The love story here is evident, and would have been a remarkable one at that, had it not have been for the supernatural aspect taking control of every action. Not only is Pearly a demon living under the rule of Lucifer (or “the Judge,” portrayed here by Will Smith, who, for whatever reason, I did not believe for one minute in this role), but Peter is helped and guided by his spirit guide, a radiant white horse that is instrumental in Peter and Beverly’s first meeting, as well as several escapes that would have been impossible otherwise.
It’s a shame, too, since I was really invested in the love story between Peter and Beverly. Farrell delivers a winning performance, wearing every emotion on his sleeve, unafraid of being completely honest. In one of the film’s better scenes, Peter is interrogated by Beverly’s father (William Hurt, who felt a little too stoic and stock to be truly effective). He is bombarded by a series of questions without a chance to answer, and then asked to be honest and short in his response to them. How Farrell delivers those answers is a fantastic portrayal of a man whose soul is pure, no matter his human past.

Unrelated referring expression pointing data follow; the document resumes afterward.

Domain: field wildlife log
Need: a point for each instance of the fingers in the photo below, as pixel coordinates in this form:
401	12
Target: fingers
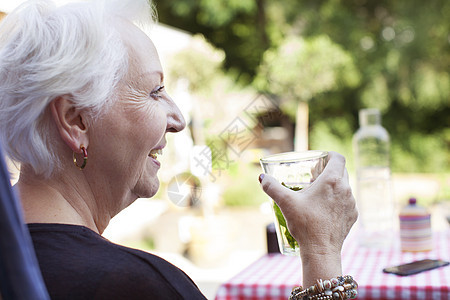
335	167
275	190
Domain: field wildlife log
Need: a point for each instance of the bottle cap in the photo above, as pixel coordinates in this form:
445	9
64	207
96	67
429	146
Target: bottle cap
369	116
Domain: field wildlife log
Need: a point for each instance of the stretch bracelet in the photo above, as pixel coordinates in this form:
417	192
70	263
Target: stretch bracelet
341	288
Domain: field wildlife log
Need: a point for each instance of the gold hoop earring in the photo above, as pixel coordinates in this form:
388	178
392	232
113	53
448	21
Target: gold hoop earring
84	158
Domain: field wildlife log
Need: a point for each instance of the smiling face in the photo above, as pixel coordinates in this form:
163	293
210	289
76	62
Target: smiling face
125	141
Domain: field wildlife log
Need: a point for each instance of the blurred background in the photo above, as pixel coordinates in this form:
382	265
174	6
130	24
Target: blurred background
255	77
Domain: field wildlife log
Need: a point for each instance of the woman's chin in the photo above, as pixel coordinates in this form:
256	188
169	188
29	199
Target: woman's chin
147	189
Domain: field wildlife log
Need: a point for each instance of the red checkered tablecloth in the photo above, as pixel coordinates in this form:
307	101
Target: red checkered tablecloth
273	275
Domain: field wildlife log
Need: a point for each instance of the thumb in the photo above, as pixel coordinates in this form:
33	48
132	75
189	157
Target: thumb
274	189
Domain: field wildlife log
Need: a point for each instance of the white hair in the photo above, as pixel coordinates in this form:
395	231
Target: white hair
47	51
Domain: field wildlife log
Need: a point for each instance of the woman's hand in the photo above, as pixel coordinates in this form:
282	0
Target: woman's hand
319	217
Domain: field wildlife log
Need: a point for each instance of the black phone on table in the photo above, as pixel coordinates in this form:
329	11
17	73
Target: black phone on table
416	267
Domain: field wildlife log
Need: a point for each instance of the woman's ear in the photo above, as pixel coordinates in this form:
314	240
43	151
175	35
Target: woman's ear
70	123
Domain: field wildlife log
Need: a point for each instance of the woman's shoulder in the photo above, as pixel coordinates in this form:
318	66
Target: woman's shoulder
83	258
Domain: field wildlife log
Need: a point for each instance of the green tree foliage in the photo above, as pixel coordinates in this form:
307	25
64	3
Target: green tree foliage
400	49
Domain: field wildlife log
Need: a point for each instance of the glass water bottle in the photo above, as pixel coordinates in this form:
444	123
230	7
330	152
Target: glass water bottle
373	191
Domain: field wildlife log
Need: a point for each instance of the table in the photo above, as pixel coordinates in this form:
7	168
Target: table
273	275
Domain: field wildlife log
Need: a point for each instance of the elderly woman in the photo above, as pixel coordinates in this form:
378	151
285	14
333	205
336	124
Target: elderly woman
84	110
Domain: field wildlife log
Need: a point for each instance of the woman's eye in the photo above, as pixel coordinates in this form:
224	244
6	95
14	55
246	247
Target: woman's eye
157	92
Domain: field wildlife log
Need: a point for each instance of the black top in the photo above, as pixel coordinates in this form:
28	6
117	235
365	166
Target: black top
77	263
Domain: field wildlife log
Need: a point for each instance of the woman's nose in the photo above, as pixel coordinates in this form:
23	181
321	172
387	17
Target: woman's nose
175	120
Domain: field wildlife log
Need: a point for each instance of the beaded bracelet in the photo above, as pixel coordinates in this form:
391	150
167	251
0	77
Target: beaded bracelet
341	288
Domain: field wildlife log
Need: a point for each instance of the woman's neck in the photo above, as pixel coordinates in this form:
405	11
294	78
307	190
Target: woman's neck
55	201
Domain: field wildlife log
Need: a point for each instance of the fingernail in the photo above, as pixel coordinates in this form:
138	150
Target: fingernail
261	177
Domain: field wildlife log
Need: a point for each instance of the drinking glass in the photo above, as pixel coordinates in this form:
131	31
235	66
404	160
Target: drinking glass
295	170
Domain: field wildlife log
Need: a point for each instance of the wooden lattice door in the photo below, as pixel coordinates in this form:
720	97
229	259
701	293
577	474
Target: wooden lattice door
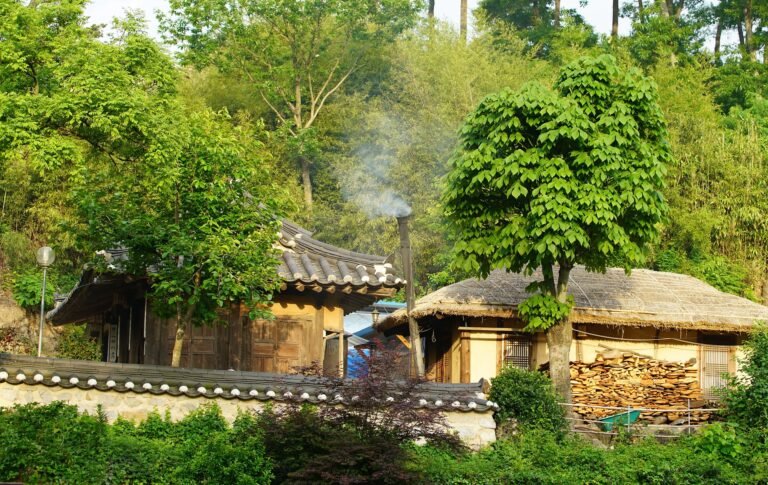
715	365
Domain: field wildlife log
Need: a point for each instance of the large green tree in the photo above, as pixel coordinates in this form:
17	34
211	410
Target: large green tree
296	54
550	179
198	220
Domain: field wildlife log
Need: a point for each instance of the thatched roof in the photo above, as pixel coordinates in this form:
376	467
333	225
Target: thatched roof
646	298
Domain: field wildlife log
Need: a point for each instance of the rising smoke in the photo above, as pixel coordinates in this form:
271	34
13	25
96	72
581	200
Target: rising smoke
369	183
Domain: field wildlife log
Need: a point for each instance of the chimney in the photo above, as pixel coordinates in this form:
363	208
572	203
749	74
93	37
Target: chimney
413	326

Findlay is also a delight — a breath of fresh air, if you will. Even though she may be dying, Findlay plays Beverly as a warm, inviting spirit, one who absolutely loves the world and everything about it (including how the rays of light seem to connect everyone around her). Her presence ignites a fire on screen and it’s quite easy to fall in love with her.
But, because there are literal forces driving this relationship (as opposed to mysterious, unseen forces) and the story as a whole, I didn’t feel as if there was any real danger; any real emotional tug-of-war; or any real stakes. It flattens the movie out a bit too much. Not only that, but the way it’s edited, we’re introduced to two new characters in what amounts to be the third act of the film. We’re supposed to become as invested in them as we did with Beverly and her family, but we have hardly any time to get to know them, which makes the climax and subsequent resolution (and thus the film’s overall purpose) far less emotionally resonant than it should have been.
I’m not sure how the book is constructed, but I feel that if Goldsman (a fantastic writer in his own right) had chosen to focus more on the abstract than on the literal meaning of miracles (as the trailer would suggest), it would have given Winter’s Tale the heart and soul it needed to make the love story truly resonate.